We have an edge router connecting the Internet and our internal network. I needed to monitor the traffic going in and out, and make a report about which server/host uses most of our bandwidth and preferably which applications are the top consumes (torrents/http download, etc.)
Is it practical to port mirror (WAN interface) of our edge router and place a laptop running wireshark on it? just to see the statistics or usage?
I was just playing around nagios, and didn't seem to find this kind of monitoring.

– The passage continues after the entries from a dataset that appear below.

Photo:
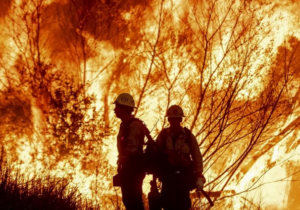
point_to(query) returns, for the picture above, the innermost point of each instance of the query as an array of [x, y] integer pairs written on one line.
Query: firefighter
[[182, 166], [130, 142]]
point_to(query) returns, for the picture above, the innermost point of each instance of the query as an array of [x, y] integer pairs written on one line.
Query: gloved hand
[[200, 183]]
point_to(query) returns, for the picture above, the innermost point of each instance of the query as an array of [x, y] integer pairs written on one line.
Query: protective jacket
[[179, 151], [134, 141]]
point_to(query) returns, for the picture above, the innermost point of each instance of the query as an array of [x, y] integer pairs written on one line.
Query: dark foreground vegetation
[[40, 192]]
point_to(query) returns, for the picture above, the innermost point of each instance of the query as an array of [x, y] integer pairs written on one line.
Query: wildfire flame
[[234, 67]]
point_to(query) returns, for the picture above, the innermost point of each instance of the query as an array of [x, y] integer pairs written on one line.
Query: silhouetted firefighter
[[130, 142], [179, 173]]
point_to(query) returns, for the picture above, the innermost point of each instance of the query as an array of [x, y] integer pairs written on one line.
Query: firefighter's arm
[[197, 157], [135, 139], [159, 142]]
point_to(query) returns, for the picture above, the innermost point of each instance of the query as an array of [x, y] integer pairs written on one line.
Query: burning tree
[[65, 61]]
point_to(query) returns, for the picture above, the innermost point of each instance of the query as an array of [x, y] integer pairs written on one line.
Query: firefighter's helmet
[[175, 111], [125, 99]]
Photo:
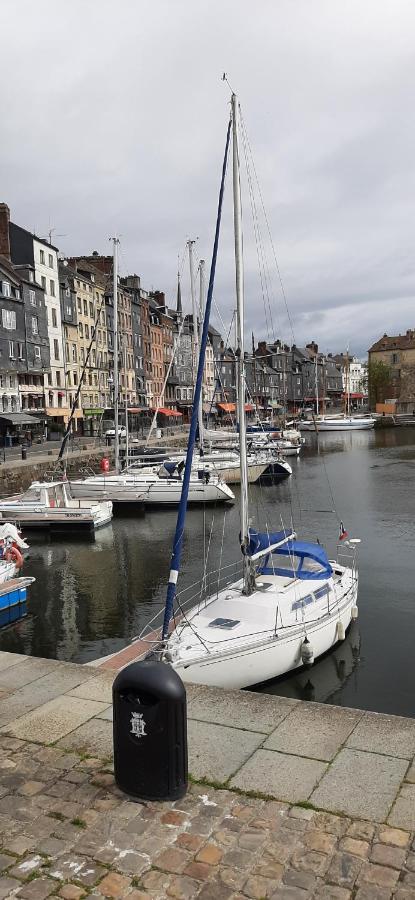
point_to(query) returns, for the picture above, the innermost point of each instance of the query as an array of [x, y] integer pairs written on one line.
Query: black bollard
[[150, 731]]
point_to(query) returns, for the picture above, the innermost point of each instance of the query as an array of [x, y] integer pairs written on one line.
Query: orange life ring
[[13, 554]]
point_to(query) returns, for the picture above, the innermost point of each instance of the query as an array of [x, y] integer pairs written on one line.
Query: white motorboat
[[289, 603], [153, 488], [337, 423], [52, 506], [12, 549]]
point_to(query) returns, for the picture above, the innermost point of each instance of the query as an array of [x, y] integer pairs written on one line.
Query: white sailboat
[[52, 506], [341, 421], [153, 488], [289, 603]]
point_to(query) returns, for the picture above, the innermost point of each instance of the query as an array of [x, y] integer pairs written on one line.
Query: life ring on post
[[13, 555]]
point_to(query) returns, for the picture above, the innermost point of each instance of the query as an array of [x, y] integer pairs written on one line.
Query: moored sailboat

Are there any applications that do this easily?
Best Answer
I'm gong to echo, for the most part, the answer JMurphy provided. Wireshark (IMO) doesn't lend itself very well to the type of analysis you're looking to do. Wireshark is better suited to detailed traffic analysis when you're trying to solve a specific network problem between two hosts.

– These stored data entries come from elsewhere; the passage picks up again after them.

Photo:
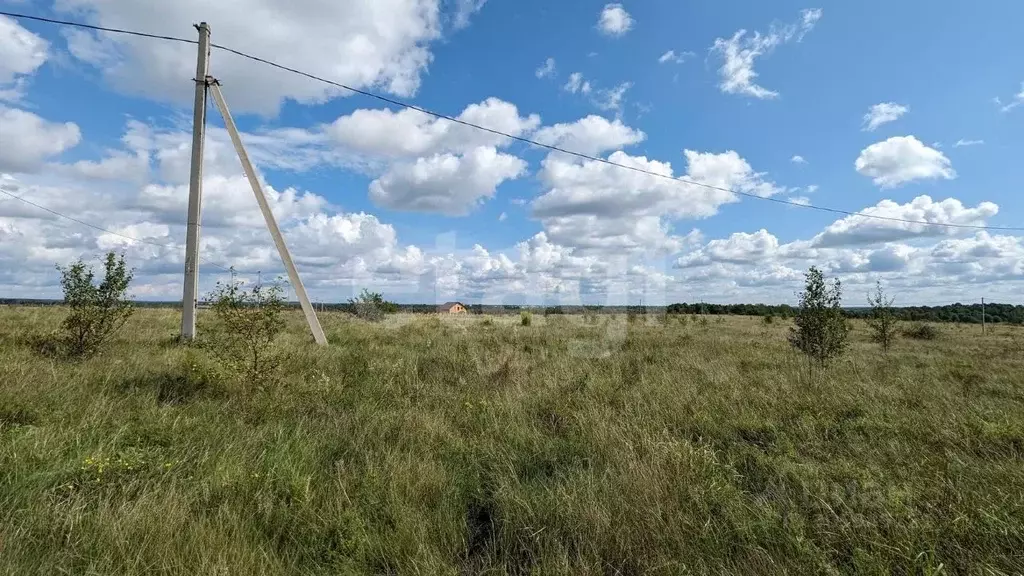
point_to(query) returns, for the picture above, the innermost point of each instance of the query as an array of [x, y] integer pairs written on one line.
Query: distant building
[[452, 307]]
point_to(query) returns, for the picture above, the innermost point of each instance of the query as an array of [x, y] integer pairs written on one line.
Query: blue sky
[[487, 219]]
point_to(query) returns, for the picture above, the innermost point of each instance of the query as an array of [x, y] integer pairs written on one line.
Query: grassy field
[[470, 446]]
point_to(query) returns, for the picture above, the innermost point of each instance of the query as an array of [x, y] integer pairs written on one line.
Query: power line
[[97, 28], [100, 229], [522, 139]]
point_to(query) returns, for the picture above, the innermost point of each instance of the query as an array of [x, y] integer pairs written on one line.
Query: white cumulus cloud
[[577, 83], [740, 51], [883, 114], [614, 21], [29, 139], [590, 135], [445, 183], [902, 159], [675, 57], [547, 70], [373, 44], [22, 52]]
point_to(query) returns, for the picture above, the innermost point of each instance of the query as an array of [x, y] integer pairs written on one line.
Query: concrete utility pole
[[983, 316], [189, 294], [271, 222]]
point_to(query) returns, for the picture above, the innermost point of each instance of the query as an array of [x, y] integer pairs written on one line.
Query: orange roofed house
[[452, 307]]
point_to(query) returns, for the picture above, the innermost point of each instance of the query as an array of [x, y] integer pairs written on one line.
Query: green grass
[[426, 446]]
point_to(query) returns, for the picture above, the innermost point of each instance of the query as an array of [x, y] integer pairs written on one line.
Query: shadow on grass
[[173, 388]]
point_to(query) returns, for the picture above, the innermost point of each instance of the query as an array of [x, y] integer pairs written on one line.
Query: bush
[[883, 320], [922, 332], [248, 323], [96, 312], [372, 306], [820, 329]]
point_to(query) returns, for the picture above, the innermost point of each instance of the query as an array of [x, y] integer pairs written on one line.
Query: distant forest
[[970, 314]]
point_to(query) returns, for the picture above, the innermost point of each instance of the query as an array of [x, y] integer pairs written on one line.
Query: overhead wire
[[523, 139], [100, 229]]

What I would suggest would be one of two things:
PRTG or MRTG. This can give you a high level overview of the traffic transiting your internet connection, such as traffic type (HTTP, SMTP, etc.) and the hosts involved in said traffic (source and destination) as well as being able to give you traffic summaries, such as the volume of HTTP traffic, etc.
NetFlow or its alternative, depending on what your router and/or switches support. Again, this can give you a high level overview of the traffic transiting your internet connection, such as traffic type (HTTP, SMTP, etc.) and the hosts involved in said traffic (source and destination) as well as being able to give you traffic summaries, such as the volume of HTTP traffic, etc.